Minor league affiliations
- Class: Class D
- League: Kentucky–Illinois–Tennessee League

Major league affiliations
- Team: Unaffiliated

Minor league titles
- League titles (0): None

Team data
- Name: Jackson Climbers
- Ballpark: Lakeview Ball Park

= Jackson Climbers =

The Jackson Climbers were a Minor League Baseball team that played in the Class D Kentucky–Illinois–Tennessee League in 1911. The Climbers were based in Jackson, Tennessee, and played their home games at Lakeview Ball Park. The team began the season in Harrisburg, Illinois, as the Harrisburg Miners but relocated on August 13 after severe financial losses.

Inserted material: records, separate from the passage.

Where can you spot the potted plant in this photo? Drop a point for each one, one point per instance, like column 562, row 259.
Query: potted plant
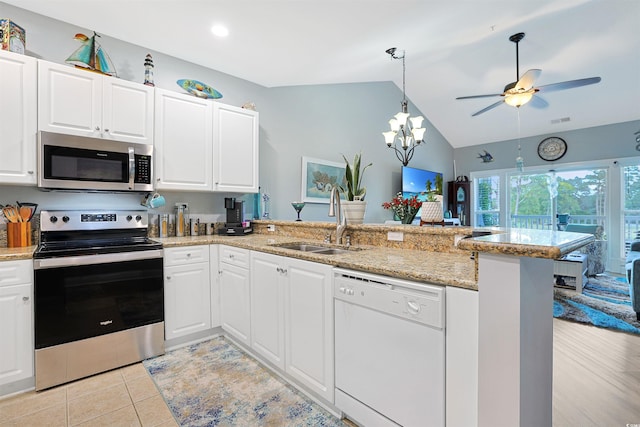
column 354, row 205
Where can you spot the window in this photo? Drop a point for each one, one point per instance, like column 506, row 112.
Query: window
column 631, row 204
column 487, row 209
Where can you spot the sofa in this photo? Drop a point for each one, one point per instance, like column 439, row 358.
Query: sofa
column 596, row 251
column 632, row 266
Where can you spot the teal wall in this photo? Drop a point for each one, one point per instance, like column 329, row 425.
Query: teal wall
column 316, row 121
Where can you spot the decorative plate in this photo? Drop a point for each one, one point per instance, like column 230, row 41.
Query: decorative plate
column 199, row 89
column 552, row 148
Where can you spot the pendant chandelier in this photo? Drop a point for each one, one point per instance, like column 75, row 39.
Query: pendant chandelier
column 406, row 132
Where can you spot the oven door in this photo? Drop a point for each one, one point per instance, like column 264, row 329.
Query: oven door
column 87, row 296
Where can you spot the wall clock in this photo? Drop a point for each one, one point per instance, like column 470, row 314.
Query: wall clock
column 552, row 148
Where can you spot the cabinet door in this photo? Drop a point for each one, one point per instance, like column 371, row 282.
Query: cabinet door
column 309, row 326
column 187, row 300
column 16, row 333
column 69, row 100
column 18, row 118
column 127, row 113
column 267, row 311
column 235, row 301
column 214, row 267
column 236, row 149
column 183, row 142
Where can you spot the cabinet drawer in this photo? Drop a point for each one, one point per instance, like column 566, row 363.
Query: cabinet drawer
column 234, row 256
column 186, row 255
column 16, row 272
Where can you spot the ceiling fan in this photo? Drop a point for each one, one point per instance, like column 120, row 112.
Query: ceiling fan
column 522, row 91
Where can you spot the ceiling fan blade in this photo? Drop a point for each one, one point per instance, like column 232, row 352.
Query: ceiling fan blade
column 537, row 102
column 528, row 79
column 569, row 84
column 490, row 107
column 479, row 96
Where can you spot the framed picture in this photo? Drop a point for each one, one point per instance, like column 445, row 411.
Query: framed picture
column 319, row 177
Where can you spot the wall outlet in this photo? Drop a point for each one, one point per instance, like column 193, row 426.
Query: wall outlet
column 397, row 236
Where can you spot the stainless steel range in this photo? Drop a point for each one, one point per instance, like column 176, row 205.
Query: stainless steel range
column 99, row 294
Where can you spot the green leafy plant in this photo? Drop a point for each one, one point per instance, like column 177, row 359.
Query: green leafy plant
column 353, row 176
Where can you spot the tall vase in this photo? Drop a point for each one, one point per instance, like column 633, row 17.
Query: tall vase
column 431, row 212
column 353, row 211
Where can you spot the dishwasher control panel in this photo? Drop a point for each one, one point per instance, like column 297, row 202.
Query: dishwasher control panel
column 417, row 302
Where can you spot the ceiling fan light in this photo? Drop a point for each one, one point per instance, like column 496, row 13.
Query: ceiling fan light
column 518, row 99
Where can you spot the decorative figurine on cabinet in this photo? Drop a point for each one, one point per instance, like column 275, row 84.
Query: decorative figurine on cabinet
column 148, row 70
column 91, row 56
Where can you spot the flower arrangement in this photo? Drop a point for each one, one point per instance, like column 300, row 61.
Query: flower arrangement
column 405, row 209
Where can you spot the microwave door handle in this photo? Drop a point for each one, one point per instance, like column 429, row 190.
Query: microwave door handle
column 132, row 167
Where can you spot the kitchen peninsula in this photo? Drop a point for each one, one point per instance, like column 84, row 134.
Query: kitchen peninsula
column 498, row 301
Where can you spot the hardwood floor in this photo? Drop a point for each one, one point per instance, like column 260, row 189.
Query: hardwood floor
column 596, row 383
column 596, row 376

Jackson assumed Harrisburg's 8–15 (.348) record. After transferring, Jackson's first game was a 6–1 win on the road against the Cairo Egyptians on August 14. The Climbers closed out the season on September 22 by losing both games of a doubleheader to the Paducah Polecats, 8–0 and 4–1. In Jackson, the Climbers went 57–43 (.570). Their composite record across both cities was 65–58 (.528), placing seventh of eight teams. They failed to win either half of the league's split-season in their only year of competition.

==Notable players==
The only Climber to also play in Major League Baseball was Ernie Gust, who made his major league debut with the St. Louis Browns on August 17, 1911.